The improvement in the JOA score in this prospective study was found to be acceptable, with a moderate change from 11.5 ± 2.5 to 14.9 ± 1.8. This was consistent with previous studies. For example, in one systematic review of 28 cohort studies, the JOA score was 14.1 (11.4–15.7), which improved from 10.1 (5.8–14.2) preoperatively22. We also found a significant relationship between improvements in JOA scores and CDH regression. This was probably due to the remaining pressure of CDH against the spinal cord/nerve root or the progression of cervical degeneration after surgery. CDH regression further attenuated the possibility of compression and neurological symptoms, thus conferring a positive correlation. The VAS scores surveyed in this study were low, approximately 1–3 on average. This was because DCM patients visited our institution mostly due to neurological symptoms such as numbness and muscle weakness, not pain. In terms of the range of motion (ROM), we previously performed X-ray detection, but no significant difference was found6. The preoperative ROM (41.08° ± 13.68°) did not significantly differ from the postoperative ROM (44.68° ± 11.38°).

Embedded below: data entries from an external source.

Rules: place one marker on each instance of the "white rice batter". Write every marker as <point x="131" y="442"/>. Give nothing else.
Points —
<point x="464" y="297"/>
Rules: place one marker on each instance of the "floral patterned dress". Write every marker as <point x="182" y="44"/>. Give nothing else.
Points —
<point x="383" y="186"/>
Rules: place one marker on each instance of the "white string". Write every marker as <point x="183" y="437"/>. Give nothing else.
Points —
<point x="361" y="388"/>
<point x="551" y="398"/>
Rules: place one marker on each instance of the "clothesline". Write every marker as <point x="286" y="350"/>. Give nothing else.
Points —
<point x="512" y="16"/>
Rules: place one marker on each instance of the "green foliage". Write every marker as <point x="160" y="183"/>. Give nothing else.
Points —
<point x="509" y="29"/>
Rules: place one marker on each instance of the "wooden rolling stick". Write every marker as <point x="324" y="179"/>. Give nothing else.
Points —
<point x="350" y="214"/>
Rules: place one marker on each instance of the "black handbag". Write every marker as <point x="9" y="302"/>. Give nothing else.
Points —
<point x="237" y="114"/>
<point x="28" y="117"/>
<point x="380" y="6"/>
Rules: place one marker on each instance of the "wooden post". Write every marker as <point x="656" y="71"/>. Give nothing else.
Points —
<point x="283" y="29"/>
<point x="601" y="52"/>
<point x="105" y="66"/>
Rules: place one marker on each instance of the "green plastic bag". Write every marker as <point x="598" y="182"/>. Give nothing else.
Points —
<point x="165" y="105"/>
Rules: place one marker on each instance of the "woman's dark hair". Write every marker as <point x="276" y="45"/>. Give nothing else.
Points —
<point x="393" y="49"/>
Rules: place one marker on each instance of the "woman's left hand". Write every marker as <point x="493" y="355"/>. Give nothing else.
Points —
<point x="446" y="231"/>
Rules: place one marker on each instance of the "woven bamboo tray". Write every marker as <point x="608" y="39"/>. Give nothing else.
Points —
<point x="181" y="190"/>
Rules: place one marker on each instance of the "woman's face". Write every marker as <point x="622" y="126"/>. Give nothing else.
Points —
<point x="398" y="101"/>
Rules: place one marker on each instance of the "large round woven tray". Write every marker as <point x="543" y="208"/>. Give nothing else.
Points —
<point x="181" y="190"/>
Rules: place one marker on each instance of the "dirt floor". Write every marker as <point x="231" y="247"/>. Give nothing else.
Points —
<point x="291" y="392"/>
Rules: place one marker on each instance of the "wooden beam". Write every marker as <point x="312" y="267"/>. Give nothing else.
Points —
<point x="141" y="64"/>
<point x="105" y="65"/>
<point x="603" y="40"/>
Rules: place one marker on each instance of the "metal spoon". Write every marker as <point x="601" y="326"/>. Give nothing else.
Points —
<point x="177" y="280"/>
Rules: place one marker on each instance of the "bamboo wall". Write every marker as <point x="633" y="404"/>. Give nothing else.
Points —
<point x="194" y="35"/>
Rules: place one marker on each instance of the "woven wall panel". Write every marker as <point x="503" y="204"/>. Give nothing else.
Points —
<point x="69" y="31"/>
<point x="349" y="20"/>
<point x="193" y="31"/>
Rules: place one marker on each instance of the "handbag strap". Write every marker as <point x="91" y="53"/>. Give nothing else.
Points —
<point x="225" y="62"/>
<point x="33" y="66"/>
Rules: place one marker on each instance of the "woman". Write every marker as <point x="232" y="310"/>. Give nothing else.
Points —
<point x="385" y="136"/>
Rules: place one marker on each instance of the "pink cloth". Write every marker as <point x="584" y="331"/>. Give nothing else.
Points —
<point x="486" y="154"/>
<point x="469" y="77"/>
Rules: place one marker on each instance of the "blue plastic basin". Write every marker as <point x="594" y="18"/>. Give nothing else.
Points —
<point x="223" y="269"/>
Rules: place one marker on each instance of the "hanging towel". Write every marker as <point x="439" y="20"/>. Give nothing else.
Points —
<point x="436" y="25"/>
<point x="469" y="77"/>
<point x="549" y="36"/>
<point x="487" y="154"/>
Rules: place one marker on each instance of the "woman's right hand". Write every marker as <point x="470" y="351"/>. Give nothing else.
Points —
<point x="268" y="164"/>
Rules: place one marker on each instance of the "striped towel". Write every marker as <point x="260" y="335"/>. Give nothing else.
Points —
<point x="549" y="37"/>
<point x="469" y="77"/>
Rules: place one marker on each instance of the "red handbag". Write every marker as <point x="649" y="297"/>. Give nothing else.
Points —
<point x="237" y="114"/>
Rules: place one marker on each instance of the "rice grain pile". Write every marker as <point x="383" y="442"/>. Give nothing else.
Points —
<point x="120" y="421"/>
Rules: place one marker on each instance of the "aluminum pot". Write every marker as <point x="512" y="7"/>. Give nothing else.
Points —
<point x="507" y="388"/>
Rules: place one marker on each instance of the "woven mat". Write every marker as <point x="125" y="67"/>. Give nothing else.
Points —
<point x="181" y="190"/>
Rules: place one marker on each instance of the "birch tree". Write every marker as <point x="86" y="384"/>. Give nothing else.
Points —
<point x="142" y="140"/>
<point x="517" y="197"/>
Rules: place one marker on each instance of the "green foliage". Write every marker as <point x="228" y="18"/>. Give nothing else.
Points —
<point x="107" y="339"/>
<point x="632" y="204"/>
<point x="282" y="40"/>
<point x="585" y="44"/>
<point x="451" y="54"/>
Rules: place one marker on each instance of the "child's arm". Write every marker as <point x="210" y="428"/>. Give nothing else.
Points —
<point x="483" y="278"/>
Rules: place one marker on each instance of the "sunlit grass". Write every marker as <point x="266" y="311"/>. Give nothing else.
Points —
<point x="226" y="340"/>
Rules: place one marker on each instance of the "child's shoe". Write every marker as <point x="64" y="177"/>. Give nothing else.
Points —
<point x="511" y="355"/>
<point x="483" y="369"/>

The spontaneous resolution of CDH has been presented previously in some cases and has been shown to be correlated with clinical symptom alleviation14. This kind of regression is common in the lumbar region, which has been documented and explained in terms of the macrophage-mediated inflammatory response in the outermost layer of the herniation23,24,25. The term resorption of herniated nucleus pulposus (RHNP) was proposed to reflect this kind of resolution. Unlike this gradual inflammatory response, which is slow, the regression of CDH in our study was pronounced 7 days postoperatively. Considering the decompression of CDH after CEML, we herein proposed that the regression of CDH is likely due to the withdrawal of mechanical compression regulating extracellular matrix turnover26 or other biochemical factors. Because this kind of CDH regression was achieved by manual surgical treatment and occurred in a relatively rapid way, we preferred to explain it as the phenomenon of induced RHNP (i-RHNP). The underlying mechanism of i-RHNP further needs to be illustrated.

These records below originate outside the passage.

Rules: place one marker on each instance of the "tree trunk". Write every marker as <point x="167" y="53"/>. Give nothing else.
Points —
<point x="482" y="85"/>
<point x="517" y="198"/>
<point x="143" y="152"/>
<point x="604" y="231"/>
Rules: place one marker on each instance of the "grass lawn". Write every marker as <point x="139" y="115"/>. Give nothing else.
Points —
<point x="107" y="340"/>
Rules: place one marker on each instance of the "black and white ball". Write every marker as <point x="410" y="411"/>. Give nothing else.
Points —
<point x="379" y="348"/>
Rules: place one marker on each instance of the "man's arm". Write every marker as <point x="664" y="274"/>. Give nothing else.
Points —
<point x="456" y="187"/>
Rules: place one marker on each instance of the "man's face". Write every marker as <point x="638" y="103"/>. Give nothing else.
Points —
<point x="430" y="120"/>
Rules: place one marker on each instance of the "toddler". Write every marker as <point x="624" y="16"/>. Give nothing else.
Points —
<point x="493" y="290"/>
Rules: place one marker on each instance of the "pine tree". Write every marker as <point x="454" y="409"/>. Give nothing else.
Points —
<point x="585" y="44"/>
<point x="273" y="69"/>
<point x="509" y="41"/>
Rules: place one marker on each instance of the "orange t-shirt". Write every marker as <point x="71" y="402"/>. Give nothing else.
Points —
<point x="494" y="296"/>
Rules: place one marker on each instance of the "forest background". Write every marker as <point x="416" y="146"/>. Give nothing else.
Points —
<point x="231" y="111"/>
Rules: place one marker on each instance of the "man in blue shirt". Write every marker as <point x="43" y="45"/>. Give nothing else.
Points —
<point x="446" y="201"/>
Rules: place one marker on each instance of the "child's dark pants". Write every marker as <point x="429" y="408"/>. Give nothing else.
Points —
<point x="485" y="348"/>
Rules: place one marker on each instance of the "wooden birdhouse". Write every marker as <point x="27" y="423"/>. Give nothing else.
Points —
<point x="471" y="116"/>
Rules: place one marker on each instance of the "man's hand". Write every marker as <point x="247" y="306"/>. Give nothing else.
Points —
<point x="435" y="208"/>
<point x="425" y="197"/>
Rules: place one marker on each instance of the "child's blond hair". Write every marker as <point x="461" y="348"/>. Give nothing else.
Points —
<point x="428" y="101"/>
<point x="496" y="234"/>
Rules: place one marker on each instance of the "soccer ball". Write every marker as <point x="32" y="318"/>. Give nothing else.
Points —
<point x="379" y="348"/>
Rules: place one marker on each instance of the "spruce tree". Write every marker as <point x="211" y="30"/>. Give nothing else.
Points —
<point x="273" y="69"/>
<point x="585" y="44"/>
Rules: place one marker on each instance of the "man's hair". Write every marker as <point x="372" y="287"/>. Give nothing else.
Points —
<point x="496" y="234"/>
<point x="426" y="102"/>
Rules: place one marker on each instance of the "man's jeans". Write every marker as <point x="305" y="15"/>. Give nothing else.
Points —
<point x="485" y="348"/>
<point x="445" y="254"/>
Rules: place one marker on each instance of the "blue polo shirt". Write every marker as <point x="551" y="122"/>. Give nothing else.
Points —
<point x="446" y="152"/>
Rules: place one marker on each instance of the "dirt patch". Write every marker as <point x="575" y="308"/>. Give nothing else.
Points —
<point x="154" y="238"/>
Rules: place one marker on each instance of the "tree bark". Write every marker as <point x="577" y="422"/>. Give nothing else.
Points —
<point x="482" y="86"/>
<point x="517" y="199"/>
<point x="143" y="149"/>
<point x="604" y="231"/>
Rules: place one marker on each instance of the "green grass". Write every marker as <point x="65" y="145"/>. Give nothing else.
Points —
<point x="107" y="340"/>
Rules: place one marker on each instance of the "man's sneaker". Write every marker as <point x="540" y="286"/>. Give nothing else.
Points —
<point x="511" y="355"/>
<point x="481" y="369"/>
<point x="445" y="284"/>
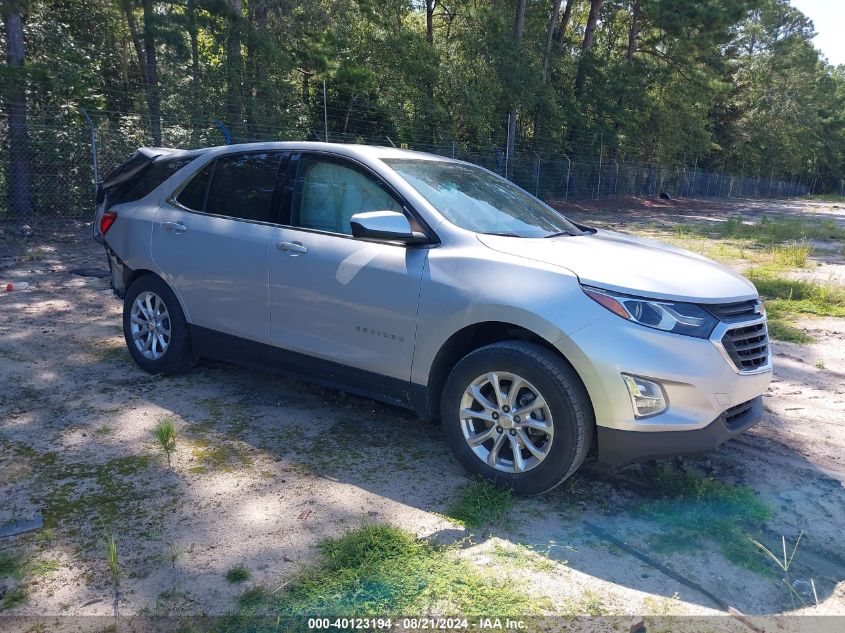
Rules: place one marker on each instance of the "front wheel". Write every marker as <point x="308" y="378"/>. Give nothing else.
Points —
<point x="154" y="327"/>
<point x="518" y="415"/>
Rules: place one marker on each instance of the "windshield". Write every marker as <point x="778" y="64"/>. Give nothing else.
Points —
<point x="480" y="201"/>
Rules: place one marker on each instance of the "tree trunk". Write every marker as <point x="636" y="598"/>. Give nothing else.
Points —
<point x="586" y="45"/>
<point x="430" y="6"/>
<point x="518" y="29"/>
<point x="153" y="99"/>
<point x="553" y="21"/>
<point x="560" y="31"/>
<point x="196" y="115"/>
<point x="629" y="60"/>
<point x="20" y="200"/>
<point x="234" y="63"/>
<point x="632" y="34"/>
<point x="549" y="36"/>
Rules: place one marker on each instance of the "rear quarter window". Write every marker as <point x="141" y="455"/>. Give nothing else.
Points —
<point x="158" y="171"/>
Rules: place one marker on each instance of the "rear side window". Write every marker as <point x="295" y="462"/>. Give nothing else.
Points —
<point x="242" y="186"/>
<point x="158" y="171"/>
<point x="193" y="195"/>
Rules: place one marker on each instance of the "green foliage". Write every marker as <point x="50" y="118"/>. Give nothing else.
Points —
<point x="479" y="504"/>
<point x="380" y="569"/>
<point x="165" y="436"/>
<point x="731" y="85"/>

The limitations of the present study include the lack of comparison to other surgical treatments, such as classic open-door laminoplasty and anterior cervical discectomy and fusion. Because of the proposed mechanism relative to compression withdrawal, it is likely that other examples of CDH regression may be achieved by various treatments that decompress CDH. Further studies are needed to show the role of CDH regression in clinical recovery and elucidate the molecular mechanism of CDH volume regression.